With all the shelves there was no room for the fireplace. One had to go! And apparently, it had to go that week.
But I was on retreat! I was supposed to be looking at my life and my business and forging a plan to follow in the upcoming months.
But this shelf was dogging me. All I wanted was to be able to run the Virtual Business Retreat (scheduled for the following week) from in front of a blazing (fake) fire (with built-in space heater.)
So, rather than sit there with pen and paper and plan, I pulled apart shelving units.
Here’s the thing, though. I had already begun my retreat.
I had declared sacred space and set an intention of learning about the next best steps for my business.
Once these things are invoked, anything you do (pretty much regardless of what it is) informs your intention. In other words “What could I learn about my business from moving shelves?”
Turns out? Quite a lot.
I learned:
- Sometimes you need to ask for help. Like when you discover that the high gloss paint you used all those years ago has combined with 8 years of humid summers and adhered said shelves to your carpet. Solution – get the twelve year old to man-handle them with you.

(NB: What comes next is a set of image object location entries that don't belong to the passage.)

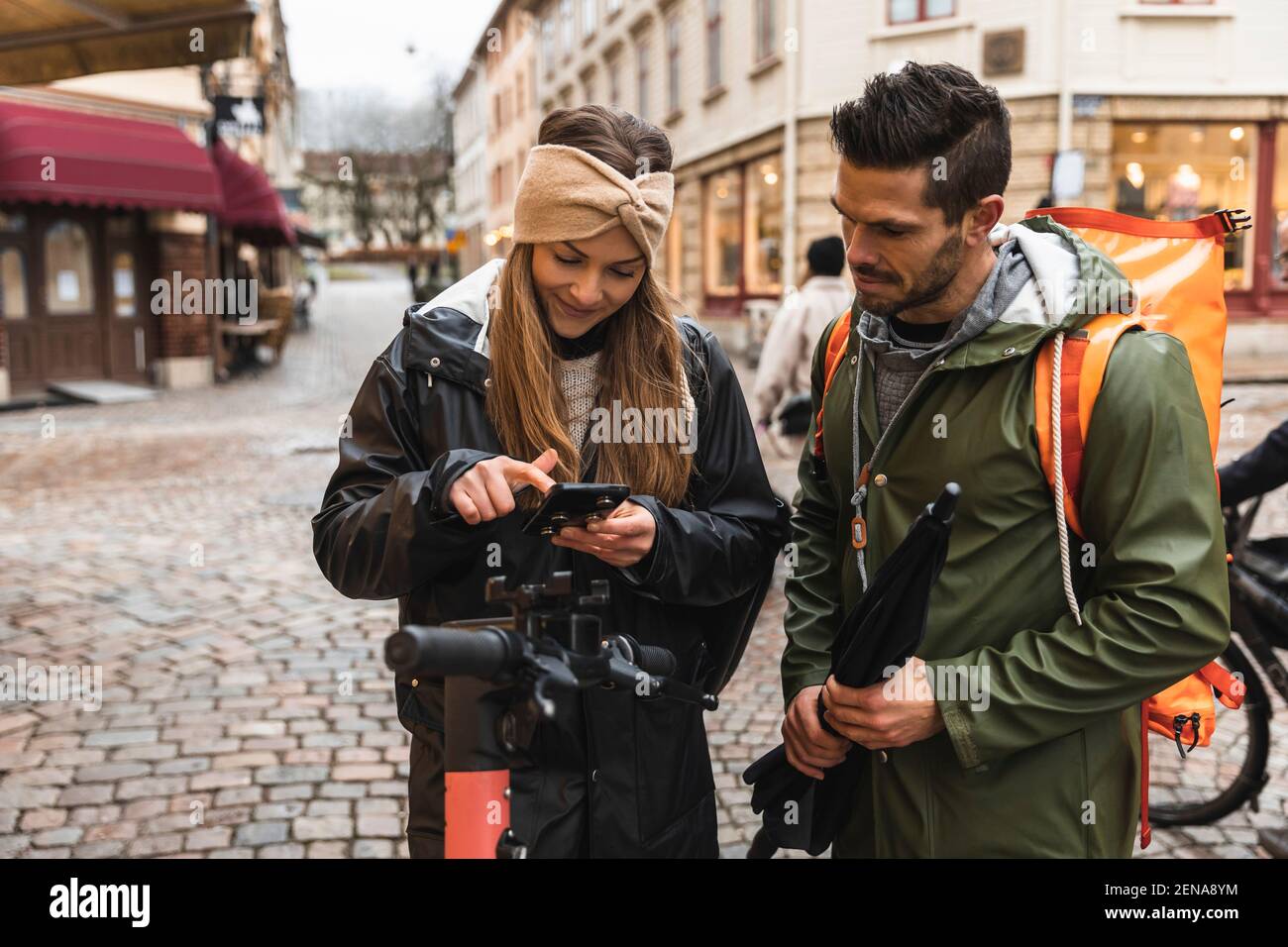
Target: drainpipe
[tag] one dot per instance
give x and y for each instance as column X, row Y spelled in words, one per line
column 1064, row 107
column 790, row 159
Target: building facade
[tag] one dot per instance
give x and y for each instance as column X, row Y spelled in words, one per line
column 1159, row 108
column 469, row 167
column 123, row 197
column 507, row 53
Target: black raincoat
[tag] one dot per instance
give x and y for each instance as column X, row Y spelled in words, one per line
column 610, row 775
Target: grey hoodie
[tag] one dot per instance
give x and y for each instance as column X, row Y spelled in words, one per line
column 898, row 364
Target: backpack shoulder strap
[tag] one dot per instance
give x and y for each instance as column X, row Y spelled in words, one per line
column 1082, row 372
column 837, row 342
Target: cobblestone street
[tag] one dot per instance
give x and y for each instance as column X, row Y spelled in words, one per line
column 246, row 709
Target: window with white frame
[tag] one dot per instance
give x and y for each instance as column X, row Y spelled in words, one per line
column 767, row 29
column 642, row 76
column 566, row 27
column 715, row 29
column 673, row 64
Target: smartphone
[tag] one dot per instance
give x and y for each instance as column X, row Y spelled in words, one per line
column 575, row 504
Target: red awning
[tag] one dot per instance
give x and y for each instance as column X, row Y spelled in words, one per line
column 73, row 158
column 252, row 204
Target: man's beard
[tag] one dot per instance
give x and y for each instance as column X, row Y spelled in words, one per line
column 928, row 286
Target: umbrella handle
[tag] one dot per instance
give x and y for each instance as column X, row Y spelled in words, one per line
column 945, row 505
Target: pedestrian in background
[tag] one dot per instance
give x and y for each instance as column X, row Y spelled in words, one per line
column 785, row 361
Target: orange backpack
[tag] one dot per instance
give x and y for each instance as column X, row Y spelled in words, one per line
column 1176, row 274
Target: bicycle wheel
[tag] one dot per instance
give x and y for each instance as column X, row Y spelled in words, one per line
column 1219, row 779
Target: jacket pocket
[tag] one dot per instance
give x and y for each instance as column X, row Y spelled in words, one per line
column 673, row 767
column 420, row 710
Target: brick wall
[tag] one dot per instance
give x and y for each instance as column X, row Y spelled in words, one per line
column 181, row 335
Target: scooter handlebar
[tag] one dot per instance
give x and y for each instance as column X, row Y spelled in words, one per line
column 487, row 654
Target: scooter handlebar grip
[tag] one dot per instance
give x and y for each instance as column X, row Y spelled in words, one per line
column 485, row 654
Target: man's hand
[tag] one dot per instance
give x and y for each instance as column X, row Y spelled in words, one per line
column 485, row 491
column 809, row 748
column 621, row 539
column 893, row 712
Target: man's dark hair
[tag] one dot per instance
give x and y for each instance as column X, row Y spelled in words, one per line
column 911, row 118
column 825, row 257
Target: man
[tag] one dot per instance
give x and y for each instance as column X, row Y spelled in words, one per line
column 785, row 361
column 1257, row 472
column 1037, row 749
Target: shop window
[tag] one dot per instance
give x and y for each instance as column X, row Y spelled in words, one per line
column 1279, row 200
column 724, row 234
column 68, row 272
column 764, row 265
column 123, row 285
column 120, row 226
column 1181, row 170
column 13, row 285
column 913, row 11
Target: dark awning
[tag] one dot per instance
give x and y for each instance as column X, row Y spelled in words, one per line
column 73, row 158
column 55, row 39
column 252, row 205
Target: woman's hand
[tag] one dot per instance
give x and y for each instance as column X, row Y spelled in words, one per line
column 622, row 539
column 485, row 491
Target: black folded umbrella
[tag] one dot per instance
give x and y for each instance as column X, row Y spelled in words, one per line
column 884, row 629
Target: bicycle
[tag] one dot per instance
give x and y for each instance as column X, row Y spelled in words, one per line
column 1202, row 789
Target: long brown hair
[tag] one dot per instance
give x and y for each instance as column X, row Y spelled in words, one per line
column 642, row 363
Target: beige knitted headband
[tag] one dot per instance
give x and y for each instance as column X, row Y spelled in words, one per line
column 567, row 193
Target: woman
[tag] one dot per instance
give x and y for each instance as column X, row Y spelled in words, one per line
column 493, row 385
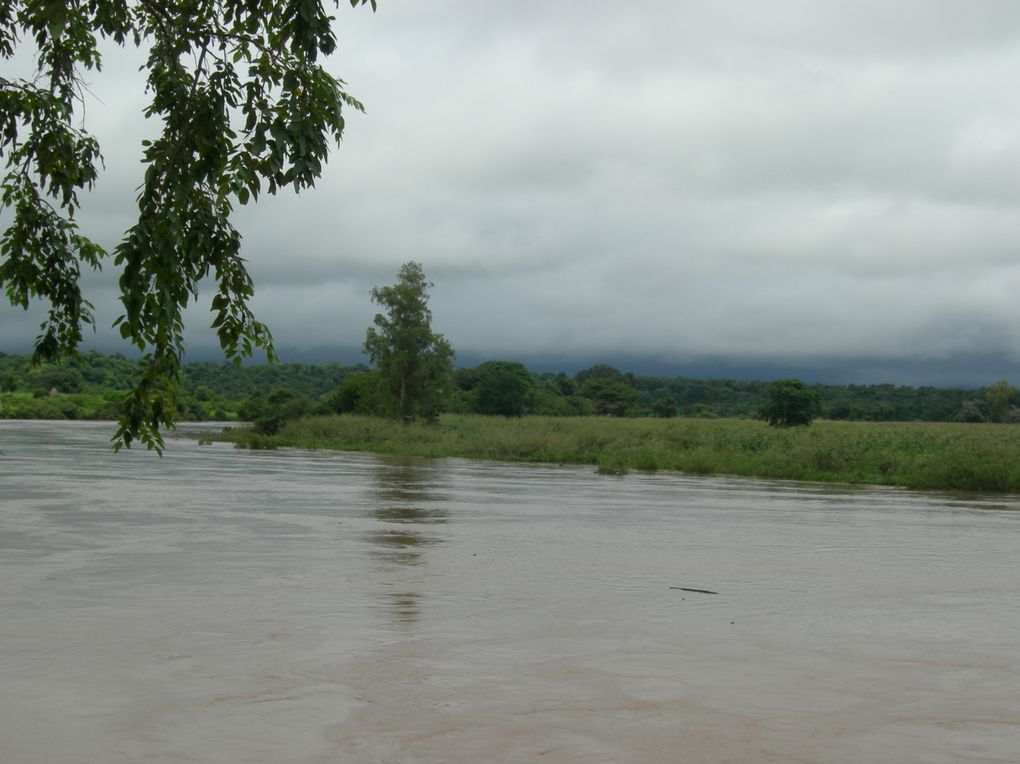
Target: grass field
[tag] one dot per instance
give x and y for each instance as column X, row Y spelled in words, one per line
column 917, row 455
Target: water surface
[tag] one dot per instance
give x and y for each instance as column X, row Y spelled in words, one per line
column 228, row 606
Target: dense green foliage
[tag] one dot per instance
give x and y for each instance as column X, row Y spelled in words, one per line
column 93, row 387
column 414, row 364
column 936, row 456
column 217, row 391
column 245, row 105
column 791, row 404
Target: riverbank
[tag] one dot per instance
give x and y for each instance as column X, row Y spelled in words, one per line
column 915, row 455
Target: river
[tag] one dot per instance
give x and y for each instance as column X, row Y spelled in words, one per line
column 217, row 605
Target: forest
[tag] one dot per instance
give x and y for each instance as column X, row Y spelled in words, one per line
column 92, row 387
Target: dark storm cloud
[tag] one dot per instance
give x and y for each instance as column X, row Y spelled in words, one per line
column 676, row 181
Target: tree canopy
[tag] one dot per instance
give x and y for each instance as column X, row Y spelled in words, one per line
column 415, row 364
column 791, row 404
column 245, row 106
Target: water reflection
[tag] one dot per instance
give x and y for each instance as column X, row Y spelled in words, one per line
column 406, row 497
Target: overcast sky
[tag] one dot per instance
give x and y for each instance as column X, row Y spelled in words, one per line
column 830, row 189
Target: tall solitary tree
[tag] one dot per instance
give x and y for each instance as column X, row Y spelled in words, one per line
column 791, row 404
column 244, row 105
column 414, row 363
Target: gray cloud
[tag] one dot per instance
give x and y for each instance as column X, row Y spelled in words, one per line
column 786, row 182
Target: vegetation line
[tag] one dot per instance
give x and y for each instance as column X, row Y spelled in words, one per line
column 915, row 455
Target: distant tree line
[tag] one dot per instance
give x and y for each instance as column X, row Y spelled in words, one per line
column 223, row 391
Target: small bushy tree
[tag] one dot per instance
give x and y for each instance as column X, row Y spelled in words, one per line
column 998, row 398
column 791, row 404
column 503, row 388
column 414, row 363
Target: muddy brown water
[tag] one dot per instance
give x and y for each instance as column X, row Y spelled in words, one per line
column 228, row 606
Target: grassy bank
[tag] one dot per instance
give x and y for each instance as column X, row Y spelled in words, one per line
column 917, row 455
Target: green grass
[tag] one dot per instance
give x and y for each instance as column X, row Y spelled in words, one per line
column 917, row 455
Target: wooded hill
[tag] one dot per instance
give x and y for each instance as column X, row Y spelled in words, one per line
column 90, row 387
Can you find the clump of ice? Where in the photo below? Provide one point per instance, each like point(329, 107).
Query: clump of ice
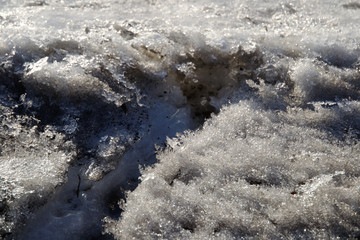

- Trust my own knowing. One less shelf meant one less shelf of books. (gasp!) It was actually okay. I’d outgrown a lot of them, and letting them go showed me it was time to put my own stuff out into the world rather than leaning on others.
- It’s a lot of bloody work to make things happen. Emptying 6 shelves was a whole lotta effort. Sometimes I need to be reminded that this is the nature of the beast when you run your own business.
- The Universe will drop you hints no matter what you choose to do while on retreat. Under those shelves I found an arrow (for action and coincidentally aligned with the tarot card I drew for the year.) Then a quarter – symbol of money (and that reason we’re all in business, heart-centered or otherwise.) And lastly, a little blue ceramic fish.
What on earth did that have to teach me about my business? Now that is a good question to follow! So I did. That same morning that I decided the shelves had to come apart was also the day I received my “Goddess of the Year” intuitive reading from Amy Palko. This year’s goddess is Nyai Loro Kidul, an Indonesian sea goddess. Hmmm….. |
I took a break to ponder its meaning (and to give my shoulders a rest because damn, those Ikea shelves are heavy!) and started tooling around the internet. I wound up at Lara Eastburn’s site, drooling over her website offerings.
And there, as bold as you’d like, is a mermaid tale. It looks nothing like my fish, or even my goddess but after years of paying attention to intuitive prompts, I knew. I knew, without a doubt, that a new website was where I was meant to go.
And THIS - this gorgeous, easy-to-navigate website - is what you get when I move shelves for my business retreat.
Because here’s the last thing that I learned about my business (and myself ) from moving those damn shelves instead of planning for my business: I hate change, especially when something has been around for so long that it’s figuratively stuck to the carpet and requires a whole lot a work to move.
But change can be good, too. Sitting in front of my faux fire during that snowy, February week, talking my peeps through their own retreats, made everything that came before it worthwhile.
May is the next Virtual Business Retreat. During that retreat I’ll be figuring out the launch for the new site and interactive fun over on La Padre’s Facebook page.
That’s the theory at least. Or maybe I’ll be rearranging cabinets, or walking on the beach searching for signs of a late East Coast Spring.
Doesn’t really matter. So long as I’m on retreat and I keep my eyes open, I’ll learn what I need to learn.